Novak Djokovic's visa has been cancelled and his Australian Open campaign is in tatters.
The tennis star was told to leave the country today but reports suggest he will challenge the decision in Victoria's courts.
Djokovic will reportedly be transported to a quarantine hotel in the city before boarding a flight back to Europe and is expected to challenge the decision in Victoria's courts.
Prime Minister Scott Morrison tweeted on Thursday morning: "Mr Djokovic's visa has been cancelled. Rules are rules, especially when it comes to our borders. No one is above these rules.
"Our strong border policies have been critical to Australia having one of the lowest death rates in the world from Covid, we are continuing to be vigilant."
But speaking in a press conference on Thursday morning, Mr Morrison revealed there had never been an exemption in place and Djokovic's evidence for a medical exemption was "insufficient".

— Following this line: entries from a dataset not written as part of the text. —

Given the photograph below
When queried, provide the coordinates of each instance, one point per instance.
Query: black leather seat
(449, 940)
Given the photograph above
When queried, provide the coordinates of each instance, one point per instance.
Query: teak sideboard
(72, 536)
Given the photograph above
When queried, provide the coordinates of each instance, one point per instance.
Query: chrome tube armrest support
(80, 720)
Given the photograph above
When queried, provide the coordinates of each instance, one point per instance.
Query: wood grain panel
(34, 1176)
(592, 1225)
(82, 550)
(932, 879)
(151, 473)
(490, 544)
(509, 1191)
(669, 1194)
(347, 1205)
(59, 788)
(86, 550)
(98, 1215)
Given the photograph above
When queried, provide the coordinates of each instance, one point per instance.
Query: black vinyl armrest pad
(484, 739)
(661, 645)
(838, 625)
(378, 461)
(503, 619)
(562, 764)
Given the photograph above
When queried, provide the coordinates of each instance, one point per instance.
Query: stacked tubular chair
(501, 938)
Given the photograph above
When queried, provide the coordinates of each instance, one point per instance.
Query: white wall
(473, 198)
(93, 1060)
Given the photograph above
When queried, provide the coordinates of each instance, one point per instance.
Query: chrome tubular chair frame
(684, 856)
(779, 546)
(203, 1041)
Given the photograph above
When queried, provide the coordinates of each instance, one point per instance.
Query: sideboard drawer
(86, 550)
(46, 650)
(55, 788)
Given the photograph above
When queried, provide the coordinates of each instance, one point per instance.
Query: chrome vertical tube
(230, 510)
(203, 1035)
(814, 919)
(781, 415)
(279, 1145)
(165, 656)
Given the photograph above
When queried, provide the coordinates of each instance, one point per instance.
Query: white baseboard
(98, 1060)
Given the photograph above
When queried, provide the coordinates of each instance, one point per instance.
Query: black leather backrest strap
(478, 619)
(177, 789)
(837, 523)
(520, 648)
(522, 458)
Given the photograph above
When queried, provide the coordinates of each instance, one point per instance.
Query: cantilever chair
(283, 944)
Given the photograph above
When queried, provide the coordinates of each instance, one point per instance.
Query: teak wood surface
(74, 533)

"I want to thank the Border Force officers for doing their job implementing the Government's policies, they haven't done it their job, entry with a visa requires double vaccination or a medical exemption," he said. "I am advised that such an exemption was not in place, and as a result, he is subject to the same rule as anyone else.
"I also want to stress, that ultimately, this is the responsibility of the traveller. It is for the traveller to be able to assert and back up their ability to come into the country consistent with our laws.
"I will take advice from many places, no advice was provided by the Commonwealth government. They can take advice, but it is up to them at the end of the day, and if they do not comply with the rules, that the Australian Border Force will do their job and they have done their job. This is nothing about any one individual, it is simply a matter of following the rules, and so those processes will take their course, over the next few hours, and that event will play out as it should."
Mr Morrison added that it is not uncommon and that entrants to Australia need to be double vaccinated, which is assessed at the border.
He also said it is on the traveller to have the proof to show why they have not been vaccinated.
"He provided information to the airline to allow his entry onto the plane but people get on the plane, that is not an assurance that they will be able to come through Australia's border at the other side," Mr Morrison said.
"The problem is not necessarily with the visa. There are many visas granted and if you have a visa and are double vaccinated you are very welcome to come. And I think what this says to everybody in Australia the people are welcome but if you are not double vaccinated and not an Australian resident or citizen, you cannot come."
Mr Morrison added that Djokovic had not been singled out and he did not believe this situation would impact Australia on the global stage.
This is despite Serbian President Aleksander Vucic vowing his nation "will fight" the "maltreatment" of the tennis star.
"Serbia has been a good friend of Australia and provided very strong support particularly on security issues globally and we greatly appreciate that," he said. "This is a very specific case that deals with one individual and Australia's sovereign border laws and their fair application."
Mr Morrison said Djokovic was not singled out but that any extra scrutiny was due to Djokovic's own doing.
"When you get people making public statements of what they say they have and what they are going to do and what their claims are, they draw significant attention to themselves," he said. "Whether they are a celebrity, a politician, a tennis player, a journalist, whoever does that, they can expect to be asked questions more than others before you."
In a potentially massive twist, Reuters and The Herald Sun are reporting three other players with similar exemptions to Djokovic's have already entered the country without incident.
The Herald Sun added Djokovic's lawyers were already preparing to challenge the ruling in court.